Federal officials also were more likely to act on FACE reports in 1996. Almost one third of clinics (29.2%) said federal officials had interviewed parties in response to the clinics’ reports of FACE violations; only 12.9% of clinics reporting FACE violations in 1995 said officials had taken this step. Twenty-five percent of the clinics said that investigations were opened in response to their FACE violation reports in 1996, compared with only 14.5% of clinics reporting FACE violations in 1995.
Yet, in both 1996 and 1995, the percentage of clinics whose FACE violation reports actually resulted in criminal FACE action was virtually the same: 8.3% in 1996 and 8.1% in 1995. In 1996, civil FACE actions were initiated for 12.5% of the clinics. In 1995, civil action was pursued for only 4.8% of clinics reporting FACE violations.
Only 8.3% of the 24 clinics were advised that federal authorities would not prosecute, while 19.4% of clinics reporting FACE violations in 1995 were given this response. Half of the clinics which reported FACE violations were referred to local authorities to handle the complaints under municipal or state law, which is down slightly from 1995 when 54.8% of clinics reporting FACE violations were told to seek assistance from local officials.
While federal authorities pursued clinic concerns with FACE violations far more vigorously in 1996 than in 1995, few clinics won the civil or criminal redress they sought against anti-abortion extremists. Six of the 312 clinics surveyed sought civil FACE remedies during the first seven months of 1996. Five of these clinics sought civil injunctions, and two sought civil damages. Three clinics won the civil injunctions they sought, but neither of the two clinics seeking civil damages won these awards. Eighteen clinics urged law enforcement officials to file criminal charges under FACE. Only two clinics reported that criminal charges had been filed.

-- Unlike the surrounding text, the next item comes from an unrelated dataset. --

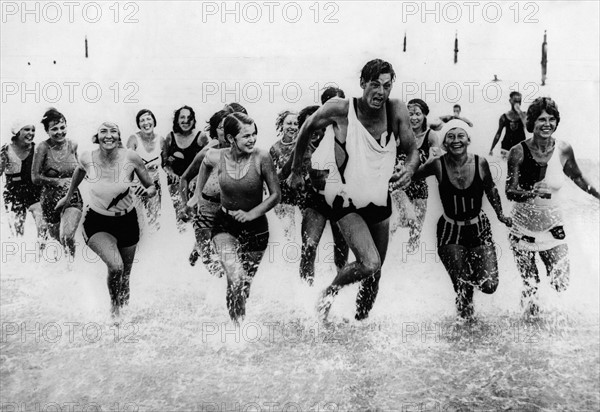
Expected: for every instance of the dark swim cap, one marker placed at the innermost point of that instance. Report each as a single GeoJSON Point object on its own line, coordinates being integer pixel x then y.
{"type": "Point", "coordinates": [421, 104]}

In both cases, the charges resulted in convictions.
Clinics stressed the importance of among local, state, and federal law enforcement officials and clinics about FACE. One clinic administrator, who stressed the need for meetings between clinics and all levels of law enforcement, said, "When FACE was passed, the Justice Department convened a reproductive rights task force in [our community], with 20 some law enforcement folks and the clinic heads. Local law enforcement were told they would operate under the direction of federal marshals if there was a problem at clinics this established the ‘chain of command’ and since that time the Marshals and the FBI have been very available to us." Clinics in areas where law enforcement and clinics had not developed ongoing relationships were especially frustrated with law enforcement response to FACE violations.
Enacted in May of 1994, FACE makes anti-abortion violence a federal crime. The Act provides federal jurisdiction and enacts specific federal penalties, including felony offenses and civil fines, for those convicted of using force, the threat of force, or physical obstruction against patients, health care workers, and clinics.
Court after court has continued to uphold FACE, further emboldening enforcement efforts. In 1995 and 1996, FACE was upheld in three challenges at the federal appeals court level. In October of 1996, the U.S. Supreme Court effectively upheld FACE again by refusing to hear or comment on a Wisconsin challenge to FACE that had been overturned in federal appeals court.